Our dynamic Drew is 14 years old, and ever so sweet and handsome! He loves his family, cars, and horseback riding. Oh, and did I mention cars (car magazines, push button cars, riding in cars, riding in fast race cars, etc)! One of his favorite birthdays was when he got to do a 150mph three times around a race track with a professional race car driver. Suited up and all!
Drew was diagnosed with Lennox-Gastaut Syndrome (LGS) in 2011. LGS is a rare and severe form of childhood-onset epilepsy, which is characterized by frequent seizures, multiple seizure types, and resistant to medicine. As Drew’s parents, we suspected “something” was up when his stares became longer and then small head drops came about. The pediatrician immediately scheduled a 48 hour EEG. After 12 hours, they saw plenty, and sent us on our way. The doctors said that he was having seizures of 5 different types all night long. He began the medication game. NOT fun. Medications changed him. Took away a lot of his personality and any advancements. And still not seizure free. Actually, over time they continually became worse. He recently started having drop seizures within the last 2 months causing him to fall and harm himself on multiple occasions. UGH!
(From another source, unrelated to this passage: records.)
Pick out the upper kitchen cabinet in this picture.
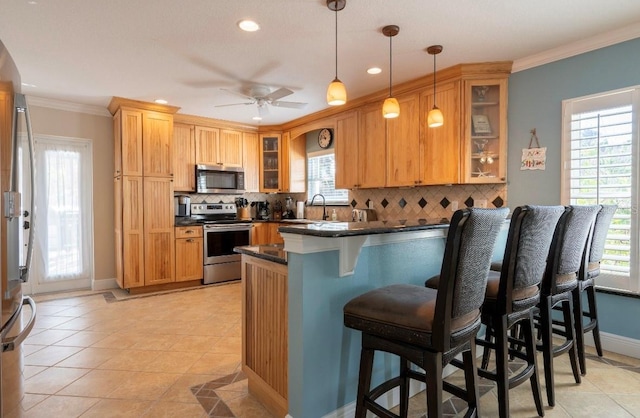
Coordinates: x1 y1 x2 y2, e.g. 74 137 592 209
242 132 260 193
382 93 422 187
334 111 360 189
195 126 220 165
420 81 462 185
260 134 283 193
219 129 242 167
173 123 196 192
463 77 507 183
195 126 242 167
356 103 387 189
109 97 179 177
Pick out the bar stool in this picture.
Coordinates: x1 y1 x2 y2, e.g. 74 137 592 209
573 205 618 375
535 205 600 406
476 206 565 417
344 208 508 418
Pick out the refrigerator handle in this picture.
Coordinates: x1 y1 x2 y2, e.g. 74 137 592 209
14 94 36 283
2 296 36 353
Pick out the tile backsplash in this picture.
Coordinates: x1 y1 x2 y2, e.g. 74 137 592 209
191 184 507 221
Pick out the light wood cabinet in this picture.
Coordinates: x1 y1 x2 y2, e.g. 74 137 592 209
175 226 204 282
142 111 173 177
109 97 178 289
335 105 386 189
241 254 289 417
334 112 360 189
113 109 143 176
195 126 242 167
144 177 175 286
115 176 145 289
260 134 282 193
219 129 242 167
356 103 387 188
419 82 462 185
173 123 196 192
242 132 260 193
388 94 421 187
463 77 507 183
195 126 220 165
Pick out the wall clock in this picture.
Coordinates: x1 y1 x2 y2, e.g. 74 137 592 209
318 128 333 148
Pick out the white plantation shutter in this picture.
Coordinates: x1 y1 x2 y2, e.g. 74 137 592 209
307 150 349 204
562 88 640 293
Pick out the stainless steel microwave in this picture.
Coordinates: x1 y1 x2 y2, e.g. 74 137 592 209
196 164 245 194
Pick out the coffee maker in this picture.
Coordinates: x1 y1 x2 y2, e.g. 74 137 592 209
173 195 191 216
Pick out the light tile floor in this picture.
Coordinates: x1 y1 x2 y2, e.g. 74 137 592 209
12 283 640 418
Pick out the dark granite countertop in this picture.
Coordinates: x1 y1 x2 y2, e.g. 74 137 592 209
233 244 287 266
278 218 449 238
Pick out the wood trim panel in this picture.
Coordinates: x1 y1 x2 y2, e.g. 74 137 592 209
242 254 289 416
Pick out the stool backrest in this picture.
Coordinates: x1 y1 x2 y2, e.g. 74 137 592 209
540 205 600 295
433 208 509 348
583 205 618 277
496 206 565 314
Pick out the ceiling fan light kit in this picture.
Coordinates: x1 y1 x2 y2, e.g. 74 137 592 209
427 45 444 128
382 25 400 119
327 0 347 106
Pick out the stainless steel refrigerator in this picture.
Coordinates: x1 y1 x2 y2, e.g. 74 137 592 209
0 41 36 417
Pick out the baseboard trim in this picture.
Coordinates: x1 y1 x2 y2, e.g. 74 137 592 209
91 278 118 291
584 332 640 358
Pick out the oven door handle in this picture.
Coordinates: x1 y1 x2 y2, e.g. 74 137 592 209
204 224 253 232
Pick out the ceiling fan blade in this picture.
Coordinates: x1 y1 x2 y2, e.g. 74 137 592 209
214 102 255 107
271 101 307 109
220 88 255 103
264 87 293 101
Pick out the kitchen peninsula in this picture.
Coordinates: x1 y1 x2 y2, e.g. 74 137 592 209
238 219 506 418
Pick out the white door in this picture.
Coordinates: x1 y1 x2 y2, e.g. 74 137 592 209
24 135 93 294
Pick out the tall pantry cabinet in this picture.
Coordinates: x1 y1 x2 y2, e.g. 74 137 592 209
109 97 178 289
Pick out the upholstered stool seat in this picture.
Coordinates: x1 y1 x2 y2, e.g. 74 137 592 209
344 209 508 418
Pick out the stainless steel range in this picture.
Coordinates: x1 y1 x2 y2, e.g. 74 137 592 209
191 203 252 284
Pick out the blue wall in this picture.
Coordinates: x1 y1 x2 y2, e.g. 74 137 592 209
507 39 640 340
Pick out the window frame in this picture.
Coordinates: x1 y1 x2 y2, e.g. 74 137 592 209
306 148 349 206
560 86 640 294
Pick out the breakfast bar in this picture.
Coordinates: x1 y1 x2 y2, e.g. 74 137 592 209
237 219 506 418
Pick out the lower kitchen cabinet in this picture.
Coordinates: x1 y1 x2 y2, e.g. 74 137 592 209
175 226 204 282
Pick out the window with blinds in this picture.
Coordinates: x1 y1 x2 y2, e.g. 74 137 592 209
562 88 640 293
307 150 349 204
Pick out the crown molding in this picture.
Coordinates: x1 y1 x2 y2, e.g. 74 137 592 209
27 95 111 117
511 23 640 73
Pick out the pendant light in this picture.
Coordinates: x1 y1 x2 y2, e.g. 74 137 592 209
327 0 347 106
382 25 400 119
427 45 444 128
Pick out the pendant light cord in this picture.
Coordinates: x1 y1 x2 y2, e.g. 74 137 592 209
334 5 338 80
389 36 393 97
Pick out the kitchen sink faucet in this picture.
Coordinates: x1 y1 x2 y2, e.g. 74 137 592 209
309 193 329 221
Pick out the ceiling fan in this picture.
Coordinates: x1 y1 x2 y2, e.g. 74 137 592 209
215 86 307 114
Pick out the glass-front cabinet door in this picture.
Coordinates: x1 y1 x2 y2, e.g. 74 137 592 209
464 79 507 183
260 134 282 193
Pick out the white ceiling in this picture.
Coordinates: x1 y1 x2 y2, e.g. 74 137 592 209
0 0 640 125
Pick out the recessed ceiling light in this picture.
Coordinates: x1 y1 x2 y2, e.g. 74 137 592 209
238 19 260 32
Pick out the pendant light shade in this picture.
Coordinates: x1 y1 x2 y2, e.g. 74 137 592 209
427 45 444 128
382 25 400 119
327 77 347 106
327 0 347 106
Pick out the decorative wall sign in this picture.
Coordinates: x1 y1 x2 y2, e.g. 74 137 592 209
520 128 547 170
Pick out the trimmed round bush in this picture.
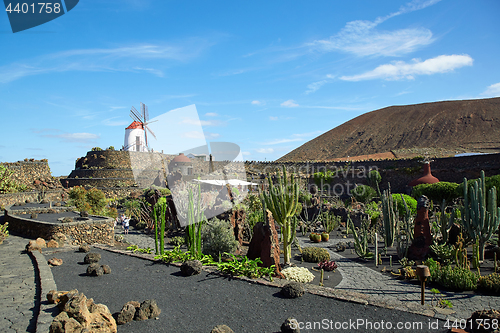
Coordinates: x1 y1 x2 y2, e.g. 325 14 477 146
202 218 238 260
392 193 417 217
302 247 330 263
351 185 377 203
412 182 463 204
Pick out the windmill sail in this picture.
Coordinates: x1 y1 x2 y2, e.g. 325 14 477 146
130 102 156 150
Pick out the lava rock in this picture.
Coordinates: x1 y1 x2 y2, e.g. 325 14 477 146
116 302 136 325
78 244 90 253
101 265 111 274
134 299 161 321
83 252 101 264
281 281 305 298
47 257 63 266
181 260 203 276
210 325 234 333
87 262 104 276
281 317 300 333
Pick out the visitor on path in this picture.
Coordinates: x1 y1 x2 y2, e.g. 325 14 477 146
123 217 130 235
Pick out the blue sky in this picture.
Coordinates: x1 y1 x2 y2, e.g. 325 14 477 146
0 0 500 176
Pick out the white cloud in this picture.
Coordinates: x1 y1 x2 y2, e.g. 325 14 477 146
481 82 500 97
306 74 335 95
182 131 205 139
42 133 100 143
263 138 303 146
306 0 440 56
182 118 221 126
255 148 274 154
0 38 214 83
205 132 220 140
102 117 128 126
281 99 299 108
340 54 473 81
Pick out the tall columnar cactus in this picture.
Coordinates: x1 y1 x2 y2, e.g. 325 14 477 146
261 167 299 264
462 171 500 260
381 185 398 247
153 197 167 254
439 199 455 244
186 184 205 258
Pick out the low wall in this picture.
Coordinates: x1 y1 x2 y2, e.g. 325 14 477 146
0 189 68 207
5 206 115 245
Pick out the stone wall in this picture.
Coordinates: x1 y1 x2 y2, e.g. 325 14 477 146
246 154 500 194
1 159 52 186
5 206 114 245
0 189 68 207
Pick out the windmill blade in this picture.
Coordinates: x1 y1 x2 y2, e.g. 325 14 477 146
130 111 143 124
141 102 146 122
130 106 143 123
144 125 156 139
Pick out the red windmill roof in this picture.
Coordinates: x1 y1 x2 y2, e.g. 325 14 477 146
126 120 144 130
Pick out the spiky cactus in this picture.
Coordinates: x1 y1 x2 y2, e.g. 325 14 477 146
462 171 500 261
261 167 299 264
381 185 398 248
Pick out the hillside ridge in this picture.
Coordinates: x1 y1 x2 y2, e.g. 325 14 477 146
277 97 500 162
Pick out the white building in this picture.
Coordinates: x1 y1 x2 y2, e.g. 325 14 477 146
123 121 148 151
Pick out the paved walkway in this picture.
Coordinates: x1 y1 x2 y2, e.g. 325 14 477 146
0 235 39 333
0 223 500 333
300 239 500 320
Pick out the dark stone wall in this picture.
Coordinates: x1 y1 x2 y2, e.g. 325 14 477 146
0 159 52 186
5 206 114 245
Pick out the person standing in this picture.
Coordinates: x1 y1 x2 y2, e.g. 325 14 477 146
123 217 130 235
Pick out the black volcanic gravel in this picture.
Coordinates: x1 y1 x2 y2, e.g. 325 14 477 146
47 249 446 333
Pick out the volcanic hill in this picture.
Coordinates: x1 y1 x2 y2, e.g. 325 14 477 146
278 98 500 162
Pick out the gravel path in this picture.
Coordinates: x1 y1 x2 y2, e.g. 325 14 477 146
47 249 446 333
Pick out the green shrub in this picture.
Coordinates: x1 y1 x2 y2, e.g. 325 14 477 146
479 273 500 294
392 193 417 218
0 222 9 244
456 175 500 207
302 247 330 262
351 185 377 203
412 182 463 204
202 218 238 258
170 236 186 246
365 201 381 225
424 258 441 281
0 164 29 193
436 265 479 291
85 188 107 214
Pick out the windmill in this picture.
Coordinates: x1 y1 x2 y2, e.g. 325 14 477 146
130 103 156 149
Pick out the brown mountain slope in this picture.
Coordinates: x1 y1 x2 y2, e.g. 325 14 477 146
278 98 500 162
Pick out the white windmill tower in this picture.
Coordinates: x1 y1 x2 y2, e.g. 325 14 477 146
123 103 156 151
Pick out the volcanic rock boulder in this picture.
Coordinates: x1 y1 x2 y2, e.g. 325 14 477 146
281 317 300 333
78 244 90 253
210 325 234 333
47 257 63 266
116 302 136 325
83 252 101 264
181 260 203 276
281 281 305 298
134 299 161 321
87 262 104 276
247 217 283 277
49 292 117 333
Almost a year-to-date (from getting on the wait list) we were able to pick up Drew’s Charlotte’s Web Hemp Oil (CWHO). CWHO is a hybrid cannabis strain, that is a good option in treating seizures. As I am writing this, Drew has been on a low starting dose for 3 weeks. Ready…We have seen a 90% reduction in seizures, had great reports from all of his therapists (PT, OT, and speech), caught him laughing again, and have seen some calmness come about, allowing us to sit down and be a family…Just to name a few things ! We can’t wait to start reducing his Depakote, and see what happens.